Big business will be brought onside. The bond markets will be mollified. And there will be plenty of reassuring words about dealing with the budget deficit. With the first round of voting in France’s parliamentary elections set for this week, Marine Le Pen’s Rassemblement National is preparing for government. This week it has set out a programme designed to keep investors, if not exactly happy, at least under control. There is just one catch. It is also a programme for stagnation – and that means France’s out-of-control debts are going to grow and grow.
Nothing that Bardella is proposing will do anything to lift France out of its rut
With only a few days left before voting, it looks increasingly likely that Le Pen’s RN will win power, with either an overall majority or a leading role in a coalition. Jordan Bardella is likely to become Prime Minister. The party has clearly decided to avoid ‘un moment Liz Truss’ by crafting an economic platform designed to keep the bond markets onside. Its wilder spending pledges, such as eliminating income tax for the under-30s, or scrapping VAT on 100 basic goods, have been dropped. Instead, it will conduct an ‘audit’ to assess the state of the national finances (which are not in a good state, in case anyone was wondering), and pledge to stick to the deficit reduction programme and the EU’s fiscal rules. The one major measure is a plan to claw back 2 billion euros a year from Brussels, a proposal that, to put it mildly, is likely to be controversial among the other 27 members.

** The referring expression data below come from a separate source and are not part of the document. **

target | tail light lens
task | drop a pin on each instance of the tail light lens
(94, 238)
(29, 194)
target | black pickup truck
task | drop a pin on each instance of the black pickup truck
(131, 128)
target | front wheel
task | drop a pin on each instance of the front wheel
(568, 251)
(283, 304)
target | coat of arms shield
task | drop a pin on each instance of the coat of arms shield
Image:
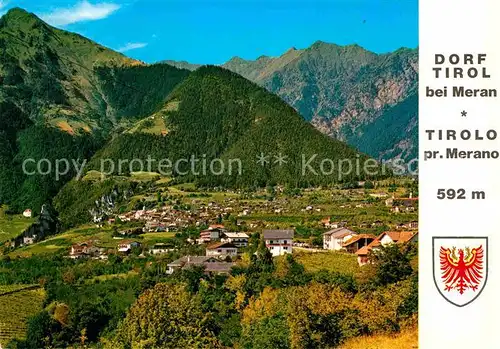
(460, 267)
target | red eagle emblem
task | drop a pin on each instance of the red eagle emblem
(464, 271)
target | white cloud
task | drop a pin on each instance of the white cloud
(81, 12)
(132, 46)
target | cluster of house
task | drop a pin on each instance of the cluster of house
(91, 249)
(343, 239)
(402, 205)
(223, 246)
(160, 220)
(168, 219)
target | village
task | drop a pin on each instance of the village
(224, 230)
(221, 226)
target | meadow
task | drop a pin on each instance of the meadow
(17, 304)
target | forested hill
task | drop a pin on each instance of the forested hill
(365, 99)
(216, 113)
(63, 96)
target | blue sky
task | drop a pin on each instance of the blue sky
(213, 31)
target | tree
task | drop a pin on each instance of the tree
(166, 316)
(392, 264)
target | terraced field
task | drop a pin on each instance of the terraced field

That is, without question, smart politics. President Macron hopes the RN will crash the economy if it gets into power, discrediting Le Pen and Bardella, and paving the way for his centrist bloc to secure re-election in the presidential election due in 2027. Probably not very surprisingly, the RN has decided not to play along. Instead, it will try to stick to the spending plans, and blame a round of austerity measures on the president, while picking a fight with the EU.
There is just one snag. It is also a recipe for stagnation. Nothing that Bardella is proposing will do anything to lift France out of its rut. Indeed, insofar as it will make any difference, it will hit output even further. Replacing a property-based wealth tax with a financial one will scare off investors and entrepreneurs, while even modest concessions on the reforms to the retirement age will only worsen the long-term fiscal outlook.
France’s economy was already very weak, with growth of just 0.2 per cent forecast for this year. It already has a budget deficit of 112 per cent of GDP; some of the highest debts in the developed world after Japan and the US; and it will rack up another 5 per cent of GDP in fresh borrowing this year. With zero growth, its debt load will grow worse and worse every year. Le Pen’s programme may be clever politics, but it is terrible economics – and it will make the French financial crisis even worse when it finally arrives.